7.5pc GDP growth can see Bangladesh in middle-income group


Bangladesh can become a middle-income country by 2016 if it raises its GDP growth a little more to a sustained 7.5 percent a year, the World Bank (WB) country director said yesterday.

At the current pace of growth, Bangladesh will become a middle-income country by 2023, Xian Zhu further said.

He was speaking at the monthly luncheon meeting of American Chamber of Commerce in Bangladesh (AmCham) in Dhaka.

"Bangladesh will need to employ its labour and capital much more productively and increase the investment rate by more than 5 percentage point relying on higher domestic savings," Zhu said referring to a WB analysis on how Bangladesh can raise its growth performance.

Achieving a 7.5 percent growth per year could be challenging but not impossible, Zhu said. "GDP growth in China has averaged over 9 percent since 1975, while Korea and Thailand each attained 8 percent growth for two decades and India is now close to joining this group of high growth performance."

On the recent growth performance of Bangladesh, he said resilience of its economy was demonstrated once again in fiscal year 2006-07, a year in which the country is going through a very difficult period of political transitions.

On the projected growth, the WB country director said Bangladesh appears to be achieving over 6.5 percent GDP growth in FY07 compared with 6.7 percent in FY06 and 6 percent in FY05. "This is a creditable performance by any standard and particularly considering the internal disturbances the economy had to weather in the first half of FY07.

He identified three challenges--diversification of export basket; improvement in investment climate by improving power supply, port operations and regulations; and access to long-term finance-- for achieving the growth projection.

"Bangladesh's export basket is becoming less, rather than more, diversified," he said, stressing export diversification as one of the two specific challenges to raise the country's growth performance to make it a middle-income country by 2016.

Inflation remains high around 7 percent as against an average of less than 4 percent over FY 01-05. The main underlying cause is rising food price, Zhu said.

"Food price inflation increased from 1.4 percent in FY01 to 7.8 percent in FY06 and reached 8.5 percent in March 2007," the WB official said. Rising domestic demand and cost push from increased international prices, and 'pass through effects' of administered oil prices, all appear to be at play here.

Appreciating various efforts of the present government, he said it deserves credit for achieving dramatic improvements in the functioning of Chittagong port in recent months. He also praised its initiatives for improving governance.

WB ASSISTANCE

Phase IV of the WB's Development Support Credit (DSC-IV) worth $ 200 million is scheduled to be placed to the WB Board for approval on May 29,

Zhu said.

The budget support is coming following three DSCs of $ 700 million the WB provided Bangladesh seeing the reforms implemented during the last five years, he mentioned.

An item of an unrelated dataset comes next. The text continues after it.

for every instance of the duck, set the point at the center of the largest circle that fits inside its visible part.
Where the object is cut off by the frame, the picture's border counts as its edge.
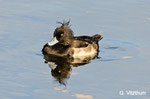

"We'll continue to explore ways to support better the infrastructure (power sector, ports, railways, roads) and agriculture sectors as well as administrative reforms, including decentralisation."

Zhu said the concessionary loan would however depend on performances in economic reforms and project implementation.

AmCham President Andrew L Fawthrop welcomed the guest while outgoing US Ambassador in Dhaka Patricia A Butenis made the closing remarks appreciating the contributions of American business to Bangladesh economy.